Witnessing the history of humanity

The world is a confusing place right now. We are in unprecedented times and navigating through uncharted waters each day battling the coronavirus.

I have hope that we will be able to congregate again and see each other interact without being 6-feet apart. History has shown that it is possible to overcome pandemics before, and for whatever it is worth, I am confident we can get through this one.

One night during the extended spring break period, I was watching the 11 p.m. news with my dad which showed segments of people cheering around the world. People in Italy were singing songs from their balconies, dancing in the streets and cheering on children returning from hospitals around the country.

My mind began to wander and I thought about how generations after us will learn about this period of history. I wrote how I felt in my journal because I thought that it was important to highlight some of the aforementioned good deeds people did. Decades later if someone is to ever find my old journal they will see entries about the good of humanity during a dark time.

“We’re on social media, especially since we’re not occupied at school … so going on your phone is something normal to do. We have the power to post anything we want at any time,” sophomore graphic design major Jordan Griffin said via FaceTime. “The more positivity we post, the more it will impact people as a whole.”

Griffin added that if people continue to highlight the positivity in the world, that the future authors of history books will hopefully record it.

In the coming years, children will learn definitions of “Social Distancing” and it will probably be some question on a quiz in history class, but that is not what I want to see. I want to see questions such as “What common office device did individuals use to make face shields for hospitals during the COVID-19 pandemic?” And the answer would be a 3D printer.

Oscar Valera, an ESL teacher at Kearny High School and husband to Nicole Valera, who is a teacher in my town, is doing just that.

These are stories that need to see the light of day so that generations down the line will never lose faith in humanity.

Freshman health care policy major Katy Timari, who is in the process of her EMT training, said many people around her town have made donations.

“The EMT center has been getting a lot of donations from local restaurants,” Timari said. “It’s really important to look back and see the positives even when things are dark, but it’s also important to learn from the mistakes made at this time.”

She also wants news outlets to report on how many people have recovered or have been discharged from the hospitals, rather than just the deaths and increases of cases.
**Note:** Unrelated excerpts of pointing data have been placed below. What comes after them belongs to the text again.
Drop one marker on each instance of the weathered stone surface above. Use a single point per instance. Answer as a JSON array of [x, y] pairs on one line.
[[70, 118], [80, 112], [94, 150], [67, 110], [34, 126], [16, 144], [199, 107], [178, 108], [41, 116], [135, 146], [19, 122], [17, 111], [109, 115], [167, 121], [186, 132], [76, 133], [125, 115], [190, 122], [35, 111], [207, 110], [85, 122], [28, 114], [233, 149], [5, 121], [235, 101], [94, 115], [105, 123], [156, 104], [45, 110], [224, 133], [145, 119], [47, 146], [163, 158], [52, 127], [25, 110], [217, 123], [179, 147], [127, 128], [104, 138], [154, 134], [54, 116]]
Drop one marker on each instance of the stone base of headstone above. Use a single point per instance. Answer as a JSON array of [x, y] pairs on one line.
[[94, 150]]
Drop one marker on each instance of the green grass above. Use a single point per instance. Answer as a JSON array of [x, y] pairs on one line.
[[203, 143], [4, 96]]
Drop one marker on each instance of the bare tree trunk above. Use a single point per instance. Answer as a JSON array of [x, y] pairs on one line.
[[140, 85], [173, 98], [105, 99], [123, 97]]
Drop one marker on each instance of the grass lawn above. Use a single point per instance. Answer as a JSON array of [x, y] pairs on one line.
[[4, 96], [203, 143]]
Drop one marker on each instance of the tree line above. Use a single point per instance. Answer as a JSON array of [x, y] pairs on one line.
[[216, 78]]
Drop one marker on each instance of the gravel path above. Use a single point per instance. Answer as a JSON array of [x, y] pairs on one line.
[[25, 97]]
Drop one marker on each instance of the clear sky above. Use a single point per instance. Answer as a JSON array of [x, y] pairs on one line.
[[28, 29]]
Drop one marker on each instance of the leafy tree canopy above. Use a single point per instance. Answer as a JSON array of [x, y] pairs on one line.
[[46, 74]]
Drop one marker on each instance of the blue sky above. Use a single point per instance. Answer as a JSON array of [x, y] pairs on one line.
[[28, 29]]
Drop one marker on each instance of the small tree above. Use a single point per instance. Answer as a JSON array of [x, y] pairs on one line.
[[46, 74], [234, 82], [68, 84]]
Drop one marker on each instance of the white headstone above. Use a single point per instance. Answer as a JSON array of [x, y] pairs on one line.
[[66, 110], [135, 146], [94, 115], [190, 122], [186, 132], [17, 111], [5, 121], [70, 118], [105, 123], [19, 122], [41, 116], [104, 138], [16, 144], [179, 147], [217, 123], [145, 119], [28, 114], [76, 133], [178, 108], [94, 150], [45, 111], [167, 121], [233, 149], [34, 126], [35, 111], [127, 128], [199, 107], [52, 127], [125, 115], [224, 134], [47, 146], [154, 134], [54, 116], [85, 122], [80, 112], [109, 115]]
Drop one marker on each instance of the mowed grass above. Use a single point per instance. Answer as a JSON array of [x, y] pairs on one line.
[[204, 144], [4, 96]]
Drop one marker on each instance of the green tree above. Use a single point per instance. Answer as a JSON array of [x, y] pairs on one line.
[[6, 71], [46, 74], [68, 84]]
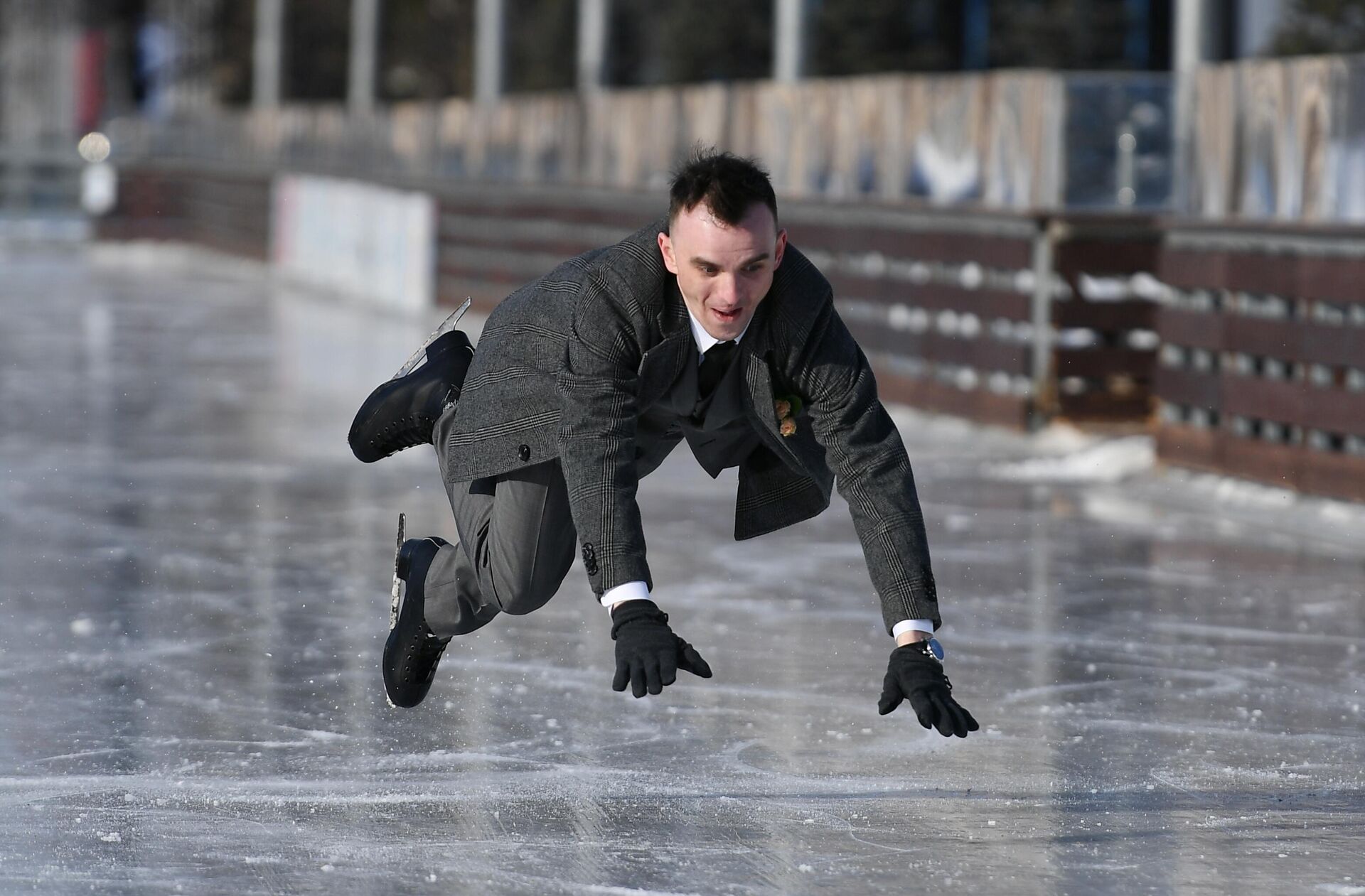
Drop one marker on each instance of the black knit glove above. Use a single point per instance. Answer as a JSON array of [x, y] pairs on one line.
[[648, 652], [919, 678]]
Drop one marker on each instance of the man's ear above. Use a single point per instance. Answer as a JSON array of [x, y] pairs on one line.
[[666, 250]]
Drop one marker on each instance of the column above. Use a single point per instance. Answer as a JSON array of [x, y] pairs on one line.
[[268, 53], [789, 40], [488, 50], [592, 50], [365, 43]]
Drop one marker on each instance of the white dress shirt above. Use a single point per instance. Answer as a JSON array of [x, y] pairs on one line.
[[638, 590]]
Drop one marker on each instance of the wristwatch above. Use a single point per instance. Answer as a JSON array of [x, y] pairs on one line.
[[930, 648]]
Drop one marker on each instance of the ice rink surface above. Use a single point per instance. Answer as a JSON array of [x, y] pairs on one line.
[[194, 574]]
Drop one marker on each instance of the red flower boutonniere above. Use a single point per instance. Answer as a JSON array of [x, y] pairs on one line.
[[786, 409]]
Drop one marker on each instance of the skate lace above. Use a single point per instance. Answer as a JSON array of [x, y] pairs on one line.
[[430, 647]]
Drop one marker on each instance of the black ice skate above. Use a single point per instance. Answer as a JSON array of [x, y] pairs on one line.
[[412, 651], [402, 412]]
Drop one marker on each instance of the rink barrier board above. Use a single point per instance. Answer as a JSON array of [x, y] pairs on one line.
[[1265, 336], [537, 230], [1293, 467]]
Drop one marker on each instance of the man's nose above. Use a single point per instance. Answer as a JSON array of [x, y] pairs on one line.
[[728, 288]]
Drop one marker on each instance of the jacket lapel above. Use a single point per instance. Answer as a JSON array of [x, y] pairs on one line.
[[661, 365]]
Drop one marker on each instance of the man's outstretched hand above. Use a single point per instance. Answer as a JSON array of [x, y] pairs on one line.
[[648, 652], [919, 678]]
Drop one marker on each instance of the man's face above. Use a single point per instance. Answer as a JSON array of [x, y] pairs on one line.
[[724, 271]]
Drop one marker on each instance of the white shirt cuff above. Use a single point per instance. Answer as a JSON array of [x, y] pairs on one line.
[[626, 591], [912, 625]]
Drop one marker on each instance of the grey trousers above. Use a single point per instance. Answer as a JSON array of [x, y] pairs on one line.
[[516, 544]]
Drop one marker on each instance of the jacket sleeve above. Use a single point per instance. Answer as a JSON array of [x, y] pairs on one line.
[[598, 388], [871, 468]]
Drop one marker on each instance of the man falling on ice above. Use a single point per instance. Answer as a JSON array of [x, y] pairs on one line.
[[706, 328]]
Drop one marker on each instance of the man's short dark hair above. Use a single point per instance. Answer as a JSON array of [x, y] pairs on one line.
[[727, 183]]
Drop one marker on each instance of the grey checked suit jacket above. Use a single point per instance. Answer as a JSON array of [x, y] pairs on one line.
[[567, 365]]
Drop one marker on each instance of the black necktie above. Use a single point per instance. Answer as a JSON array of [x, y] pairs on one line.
[[714, 363]]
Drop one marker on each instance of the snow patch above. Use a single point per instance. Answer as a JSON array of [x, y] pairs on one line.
[[1108, 461]]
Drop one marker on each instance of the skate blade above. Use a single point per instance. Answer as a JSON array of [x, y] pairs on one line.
[[393, 603], [449, 323]]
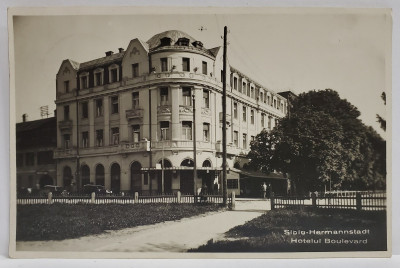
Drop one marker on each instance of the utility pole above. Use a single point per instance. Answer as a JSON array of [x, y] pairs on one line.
[[225, 190], [77, 177], [194, 147]]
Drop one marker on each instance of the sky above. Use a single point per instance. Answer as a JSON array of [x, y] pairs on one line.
[[297, 51]]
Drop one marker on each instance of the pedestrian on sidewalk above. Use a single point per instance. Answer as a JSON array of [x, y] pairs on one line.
[[264, 189]]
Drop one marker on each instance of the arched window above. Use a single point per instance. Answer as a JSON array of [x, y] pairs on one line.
[[99, 174], [85, 175], [115, 178]]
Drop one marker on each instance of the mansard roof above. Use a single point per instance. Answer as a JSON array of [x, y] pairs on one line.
[[174, 35]]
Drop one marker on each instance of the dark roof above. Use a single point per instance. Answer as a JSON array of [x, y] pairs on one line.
[[102, 61], [36, 134], [173, 34]]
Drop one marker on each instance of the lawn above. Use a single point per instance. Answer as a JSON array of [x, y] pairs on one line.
[[305, 230], [62, 221]]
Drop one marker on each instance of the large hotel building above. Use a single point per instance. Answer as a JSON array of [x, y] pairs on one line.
[[126, 120]]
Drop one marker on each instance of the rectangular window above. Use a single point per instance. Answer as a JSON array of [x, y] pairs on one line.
[[99, 107], [115, 136], [114, 105], [29, 159], [204, 67], [114, 75], [186, 64], [99, 137], [236, 138], [67, 140], [164, 130], [232, 184], [206, 98], [206, 132], [20, 160], [186, 96], [136, 133], [186, 130], [84, 82], [66, 86], [45, 158], [164, 64], [85, 139], [262, 120], [135, 70], [269, 122], [98, 79], [85, 110], [135, 100], [66, 112], [164, 96], [244, 141]]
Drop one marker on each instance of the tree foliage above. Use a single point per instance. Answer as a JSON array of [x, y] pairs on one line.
[[322, 143]]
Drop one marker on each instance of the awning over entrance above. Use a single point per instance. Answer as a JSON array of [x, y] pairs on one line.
[[258, 174], [179, 168]]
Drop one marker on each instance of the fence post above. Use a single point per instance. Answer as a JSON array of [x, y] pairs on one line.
[[233, 200], [314, 200], [358, 201], [272, 201], [50, 197], [178, 196], [93, 197]]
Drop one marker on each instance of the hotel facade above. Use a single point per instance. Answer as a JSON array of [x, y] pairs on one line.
[[127, 120]]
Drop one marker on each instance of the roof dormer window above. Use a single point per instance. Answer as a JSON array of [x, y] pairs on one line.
[[166, 41], [183, 42], [197, 44]]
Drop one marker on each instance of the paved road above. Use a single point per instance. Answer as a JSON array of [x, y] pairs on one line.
[[174, 236]]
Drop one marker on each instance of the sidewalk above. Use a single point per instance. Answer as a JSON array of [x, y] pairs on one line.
[[174, 236]]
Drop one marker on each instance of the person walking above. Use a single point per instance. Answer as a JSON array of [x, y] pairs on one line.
[[264, 189]]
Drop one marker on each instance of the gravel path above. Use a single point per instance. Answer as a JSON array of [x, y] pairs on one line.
[[174, 236]]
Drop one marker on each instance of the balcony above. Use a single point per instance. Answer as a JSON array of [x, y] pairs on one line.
[[230, 149], [183, 145], [65, 125], [164, 109], [134, 114], [124, 147], [228, 119]]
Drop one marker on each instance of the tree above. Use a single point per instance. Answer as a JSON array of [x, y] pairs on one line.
[[381, 120], [322, 143]]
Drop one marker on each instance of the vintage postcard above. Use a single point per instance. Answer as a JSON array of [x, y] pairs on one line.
[[200, 132]]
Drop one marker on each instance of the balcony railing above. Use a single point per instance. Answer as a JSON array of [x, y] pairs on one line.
[[134, 114], [123, 147]]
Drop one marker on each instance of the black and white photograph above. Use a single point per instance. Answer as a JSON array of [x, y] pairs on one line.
[[200, 133]]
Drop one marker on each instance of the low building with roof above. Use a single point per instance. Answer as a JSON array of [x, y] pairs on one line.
[[127, 120], [35, 144]]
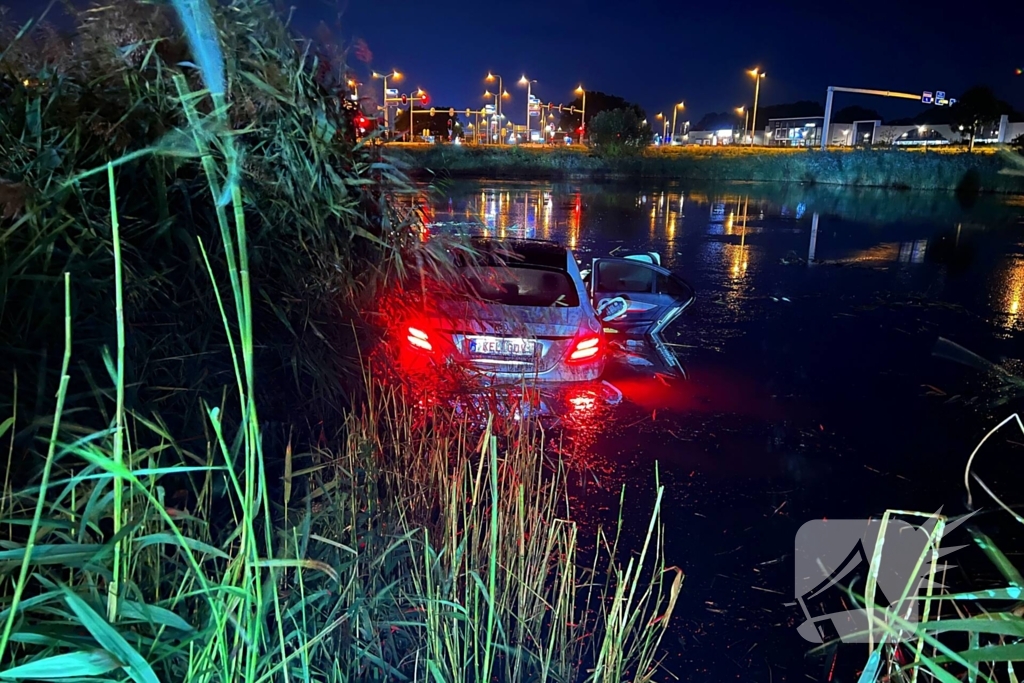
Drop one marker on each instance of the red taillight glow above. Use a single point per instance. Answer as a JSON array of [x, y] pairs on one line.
[[586, 348], [418, 338]]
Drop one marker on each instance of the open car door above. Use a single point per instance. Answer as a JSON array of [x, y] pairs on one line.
[[648, 355], [654, 296]]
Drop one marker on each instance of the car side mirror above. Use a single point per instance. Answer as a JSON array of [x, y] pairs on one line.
[[612, 309]]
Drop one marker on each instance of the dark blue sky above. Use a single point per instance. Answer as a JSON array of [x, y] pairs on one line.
[[655, 53]]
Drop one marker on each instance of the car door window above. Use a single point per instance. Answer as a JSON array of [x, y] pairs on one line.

“There are also facts that people are getting better and people who are doing amazing stuff and that’s just not being looked at,” Timari said. “It’s heartbreaking to me because you want to highlight the good in humanity as well as all the [expletive] stuff going on. The two things are going on at once but you need to look at both sides of the coin.”

What I hope people take into account is how desperately important it is to help showcase the good things people all around the world are doing in this horrific time. Hopefully, it will brighten someone’s day and restore their faith in humanity.